Recently, a research team led by Prof. HOU Baorong and Prof. DUAN Jizhou from the Institute of Oceanology of the Chinese Academy of Sciences (IOCAS) reported a mechanical robust superhydrophobic ZnO@STA@PDMS coating with fluorine-free reagents through wide-applicable and substrate-independent spray-coating method.
The study was published in Materials & Design on Oct. 10.
The hierarchical rough micro-scale bump-porous structure, nano-scale particles and extremely low surface energy of the coating contribute to the eventual water repellent superhydrophobicity.

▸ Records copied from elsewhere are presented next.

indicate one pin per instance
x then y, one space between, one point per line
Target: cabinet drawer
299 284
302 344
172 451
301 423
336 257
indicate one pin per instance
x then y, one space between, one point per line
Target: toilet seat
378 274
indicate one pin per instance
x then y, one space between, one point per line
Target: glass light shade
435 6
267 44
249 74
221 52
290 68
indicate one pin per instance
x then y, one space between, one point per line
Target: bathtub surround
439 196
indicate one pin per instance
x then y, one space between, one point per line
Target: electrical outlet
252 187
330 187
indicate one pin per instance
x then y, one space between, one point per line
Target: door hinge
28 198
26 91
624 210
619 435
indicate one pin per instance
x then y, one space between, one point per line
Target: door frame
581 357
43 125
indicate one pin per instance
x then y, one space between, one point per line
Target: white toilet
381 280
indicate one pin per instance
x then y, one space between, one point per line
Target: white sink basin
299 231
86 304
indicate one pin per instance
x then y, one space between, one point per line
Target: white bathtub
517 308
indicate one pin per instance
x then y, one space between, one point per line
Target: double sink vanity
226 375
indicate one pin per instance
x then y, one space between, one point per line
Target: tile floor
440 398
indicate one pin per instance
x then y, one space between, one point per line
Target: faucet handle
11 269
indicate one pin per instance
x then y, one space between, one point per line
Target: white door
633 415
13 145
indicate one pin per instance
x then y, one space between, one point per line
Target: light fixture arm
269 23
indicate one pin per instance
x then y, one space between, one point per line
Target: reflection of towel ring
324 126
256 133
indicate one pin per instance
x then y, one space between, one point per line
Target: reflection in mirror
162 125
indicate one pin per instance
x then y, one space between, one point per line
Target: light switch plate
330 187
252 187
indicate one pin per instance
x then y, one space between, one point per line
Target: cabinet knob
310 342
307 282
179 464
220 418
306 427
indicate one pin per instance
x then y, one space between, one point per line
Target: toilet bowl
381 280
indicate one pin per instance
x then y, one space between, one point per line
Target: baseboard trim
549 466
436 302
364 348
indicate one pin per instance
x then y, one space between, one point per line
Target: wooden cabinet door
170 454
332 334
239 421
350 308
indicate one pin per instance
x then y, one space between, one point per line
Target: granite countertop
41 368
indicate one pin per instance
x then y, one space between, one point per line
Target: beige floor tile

The |Z|10mHz value of the as-fabricated superhydrophobic coating is three orders of magnitude higher than Q235 carbon steel. The Icorr of the substrate decreases two orders of magnitude after spray-coated with superhydrophobic ZnO@STA@PDMS coating, suggesting a superior corrosion resistant performance.
Furthermore, the prepared superhydrophobic coating can withstand more than 30 tape-peeling cycles and 400 cm abrasion distance, demonstrating good mechanical stability.
In simulated marine atmospheric conditions with high relative humidity, the hygroscopic and deliquescence behaviors of NaCl salt particles were firstly recorded, with an interesting instantaneous self-coalescence phenomenon. The corrosion damage in the edge of saline droplet on bare Q235 carbon steel was more severe than interior because of faster ions transfer and abundant oxygen. While the superhydrophobic coating possessed promising atmospheric corrosion inhibition performance based on salt-deliquesce and instantaneous self-coalescence phenomenon.
The low interfacial adhesion force, low surface energy and air cushion-induced Cassie multi-phase contacts contributed to the saline droplet anti-wetting and remarkable anti-corrosion capability. "This phenomenon provides a new type of anti-corrosion mechanism for superhydrophobic materials served in marine atmospheric environment with high relative humidity," said Associate Professor ZHANG Binbin, first and corresponding author of the study.
This study was supported by the Shandong Provincial Natural Science Foundation and the Youth Innovation Promotion Association of Chinese Academy of Sciences.